From Cork to China – a Columban Journey
Forty-nine-year-old Fr Dan Troy hails from rural north Co Cork. He grew up on a farm in Newtownshandrum and later studied civil engineering at university. While working as an engineer, he was seriously considering a missionary vocation. “I got to meet great people on the building sites but I decided I would at least try priesthood. I didn’t want to wait until I was 45 and it would be too late.”
He joined the Columbans in 1991 and was ordained in 1999 when he was 32. After serving in St John’s Parish in Limerick city for a year, in 2000 he was sent to China, where he has ministered ever since. When he was home recently on a visit, he brought with him a newly minted copy of the first Chinese language edition of ‘A Journey Too Short’ on Fr Charles Cullen (1897-1923), one of the early Columban missionaries to China, a subject he is deeply interested in.
Even after sixteen years in China, Fr Dan continues to reflect on why he is in China and the real meaning of his presence in the country. “It has to be a faith-based understanding. In spite of any publications we might do or stories we might write or projects we might engage in – it is all a drop in the ocean in terms of the scale of China. If we just disappeared in the morning, China is not going to miss a heartbeat.” He believes that the presence of people from overseas communicates how the Universal Church is deeply concerned about the Church and the people of China.
As to whether the people he encounters in China understand his presence, Fr Dan thinks they do at a deep level. “It has been said to me by someone I knew for a number of years – a seminarian – ‘You could have an easier life in another country but you have decided to come to China; that is good.’ That in some way symbolises how they see it. The local people know how complicated it is with the restrictions. If people from overseas are willing to live with that uncertainty, they appreciate that and our presence there. It is important to be there. China is the country with the biggest population in the history of the world – if the Church doesn’t take that seriously, where are we going?”

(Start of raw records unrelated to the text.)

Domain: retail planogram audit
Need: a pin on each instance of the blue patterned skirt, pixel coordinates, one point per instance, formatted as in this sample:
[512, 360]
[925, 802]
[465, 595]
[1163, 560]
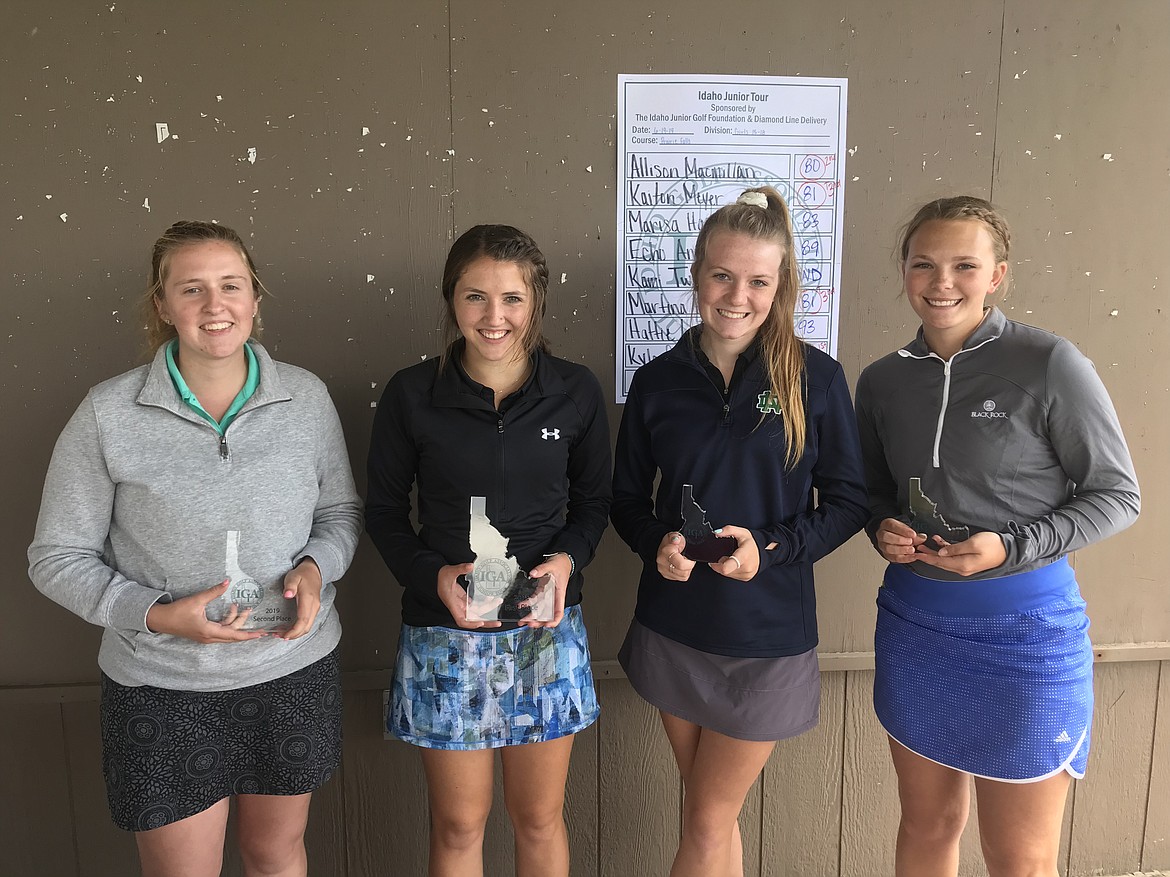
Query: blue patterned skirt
[992, 677]
[475, 690]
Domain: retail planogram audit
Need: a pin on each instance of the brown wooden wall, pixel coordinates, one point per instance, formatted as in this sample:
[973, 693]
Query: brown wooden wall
[382, 130]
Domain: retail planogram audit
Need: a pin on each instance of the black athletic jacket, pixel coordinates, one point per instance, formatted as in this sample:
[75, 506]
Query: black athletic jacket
[543, 463]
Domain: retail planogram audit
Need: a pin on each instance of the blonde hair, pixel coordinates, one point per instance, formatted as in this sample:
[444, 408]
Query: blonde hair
[181, 234]
[783, 353]
[962, 207]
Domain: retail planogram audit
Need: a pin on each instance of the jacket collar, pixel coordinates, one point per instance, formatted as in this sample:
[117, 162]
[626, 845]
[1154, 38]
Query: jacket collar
[159, 389]
[687, 350]
[989, 330]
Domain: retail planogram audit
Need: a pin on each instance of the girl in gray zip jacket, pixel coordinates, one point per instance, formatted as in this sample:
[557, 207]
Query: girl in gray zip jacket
[212, 468]
[991, 451]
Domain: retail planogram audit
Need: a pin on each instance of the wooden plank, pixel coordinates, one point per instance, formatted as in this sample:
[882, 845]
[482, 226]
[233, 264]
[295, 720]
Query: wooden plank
[1156, 842]
[869, 809]
[1110, 802]
[582, 814]
[802, 794]
[384, 793]
[325, 835]
[103, 849]
[36, 815]
[1074, 128]
[499, 843]
[639, 791]
[751, 829]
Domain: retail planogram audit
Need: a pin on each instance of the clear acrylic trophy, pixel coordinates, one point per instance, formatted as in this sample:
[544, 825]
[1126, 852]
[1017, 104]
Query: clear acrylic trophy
[270, 609]
[926, 518]
[702, 544]
[497, 589]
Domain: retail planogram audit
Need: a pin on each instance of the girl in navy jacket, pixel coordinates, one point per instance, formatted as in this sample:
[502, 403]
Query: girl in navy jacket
[752, 420]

Fr Dan has seen some rapid changes in China over the past sixteen years. “I live in a city called Wuhan which has 10 million people. It is a second tier city. The Chinese define it that way. Beijing and Shanghai are the big metropolises and they get the major funding. The second tier cities are considered less important. Wuhan would be a second tier city but it still has a population of 10 million! The scale of everything in China is huge. When you tell people the size of Ireland they actually laugh.”
“The Church in China is a very small percentage of the country’s population. There are 10 million Catholics in a population of over one thousand million… it is a small number of people. These are a very dedicated people. They are still emerging out of a penal time experience.” He explains how in the 1950s, all foreign missionaries were expelled, with the last Columban told to leave in 1954. Only Chinese clergy were left while the Church itself was under government control. The divisions today between the underground and overground communities in China are well known. For Fr Dan, Pope Benedict XVI’s Letter to the Catholics of China in 2007 was an important development in which the Pontiff encouraged reconciliation stressing that there was one Church in China, though there are different experiences within that one community. “People took that seriously, so there has been progress and while it is not complete, it is certainly better.”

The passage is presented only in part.